Cette semaine, sous le nom de «Xinjiang Police Files», les médias internationaux ont publié des photos montrant les sévices infligés aux Ouïghours, issues des camps hautement sécurisés de la province chinoise du Xinjiang, au nord-ouest du pays. Le gouvernement y mène une lutte acharnée contre cette minorité musulmane qu’elle veut «rééduquer culturellement».
Ces révélations «mettent une fois de plus la Suisse dans l’embarras moral» au vu des relations commerciales importantes avec Pékin, notre principal partenaire commercial en Asie depuis 2010, note la «NZZ am Sonntag». Des relations dont il faut peut-être revoir la proximité, comme le note le professeur Ralph Weber de l’Institut européen de l’Université de Bâle, expert de la Chine: «La pression du Parlement et de la société civile pour réduire la dépendance vis-à-vis de la Chine ne cesse de croître», comme c’est d’ailleurs le cas dans plusieurs pays.
Outre la documentation fiable sur les violations des droits de l’homme au Xinjiang, les événements de Hong Kong et la «fermeture de plus en plus autoritaire du parti-Etat chinois» ont été décisifs.
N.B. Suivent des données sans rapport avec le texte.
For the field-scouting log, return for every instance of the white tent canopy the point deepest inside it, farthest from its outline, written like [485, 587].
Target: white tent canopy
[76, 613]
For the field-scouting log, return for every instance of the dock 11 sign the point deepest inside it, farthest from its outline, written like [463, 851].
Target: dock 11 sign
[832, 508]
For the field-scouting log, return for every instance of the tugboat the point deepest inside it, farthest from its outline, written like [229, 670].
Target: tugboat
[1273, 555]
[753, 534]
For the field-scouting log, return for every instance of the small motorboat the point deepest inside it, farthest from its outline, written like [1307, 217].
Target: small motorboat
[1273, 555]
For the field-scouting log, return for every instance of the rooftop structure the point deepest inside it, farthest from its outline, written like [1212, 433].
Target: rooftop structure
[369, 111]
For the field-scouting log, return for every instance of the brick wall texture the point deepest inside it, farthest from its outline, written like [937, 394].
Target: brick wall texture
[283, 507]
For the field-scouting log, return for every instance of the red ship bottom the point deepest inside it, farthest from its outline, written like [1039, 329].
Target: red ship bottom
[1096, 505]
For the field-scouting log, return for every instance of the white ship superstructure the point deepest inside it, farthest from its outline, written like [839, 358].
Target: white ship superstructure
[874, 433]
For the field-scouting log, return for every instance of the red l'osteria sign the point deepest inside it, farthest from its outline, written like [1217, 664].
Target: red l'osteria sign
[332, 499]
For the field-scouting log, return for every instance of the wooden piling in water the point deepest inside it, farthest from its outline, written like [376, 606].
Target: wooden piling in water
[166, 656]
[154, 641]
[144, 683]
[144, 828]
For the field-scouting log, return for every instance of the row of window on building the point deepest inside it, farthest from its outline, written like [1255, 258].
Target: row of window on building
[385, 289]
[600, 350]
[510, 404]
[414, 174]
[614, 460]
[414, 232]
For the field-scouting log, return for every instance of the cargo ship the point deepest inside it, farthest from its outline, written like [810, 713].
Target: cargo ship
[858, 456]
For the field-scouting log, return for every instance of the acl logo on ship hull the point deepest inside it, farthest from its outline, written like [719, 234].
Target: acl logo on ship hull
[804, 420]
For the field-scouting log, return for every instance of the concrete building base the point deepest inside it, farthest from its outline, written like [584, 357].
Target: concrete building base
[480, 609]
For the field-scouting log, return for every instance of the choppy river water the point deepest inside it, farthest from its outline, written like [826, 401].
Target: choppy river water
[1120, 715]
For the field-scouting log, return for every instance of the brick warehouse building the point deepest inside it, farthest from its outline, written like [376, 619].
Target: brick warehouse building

À cela s’ajoutent la situation difficile de l’économie chinoise et la guerre en Ukraine.
Les entreprises suisses doivent contrôler si elles recourent au travail forcé
Aussi, le Parlement se montre plus critique que jamais à l’égard de la Chine. Peu avant la publication des «Xinjiang Police Files», la Commission juridique du Conseil national a ainsi approuvé une initiative parlementaire demandant que les entreprises suisses actives à l’étranger soit obligées d’examiner l’ensemble de leur chaîne de création de valeur afin de déterminer si elles ont recours au travail forcé – avec un accent mis sur le Xinjiang, où les Ouïghours sont systématiquement contraints au travail dans les usines.
Critiquer la Chine est aussi devenu acceptable côté bourgeois. «Je serais aujourd’hui bien plus critique à l’égard de l’accord de libre-échange avec la Chine», a récemment déclaré le président du Centre, Gerhard Pfister, dans la «NZZ am Sonntag».
Accord de libre-échange Suisse-Chine au point mort depuis 2018
Conséquences économiques importantes
Reste que ces changements auront des conséquences économiques. Ce que déplorent certains. Jean-Philippe Kohl, vice-directeur et responsable de la politique économique à l’association Swissmem, estime les signaux politiques négatifs envers Pékin comme «exagérés et émotionnels». Il est d’accord que la situation des droits de l’homme en Chine doit être améliorée de toute urgence, mais demande que Berne fasse «un effort dans la diplomatie silencieuse, afin d’éviter que les relations se détériorent».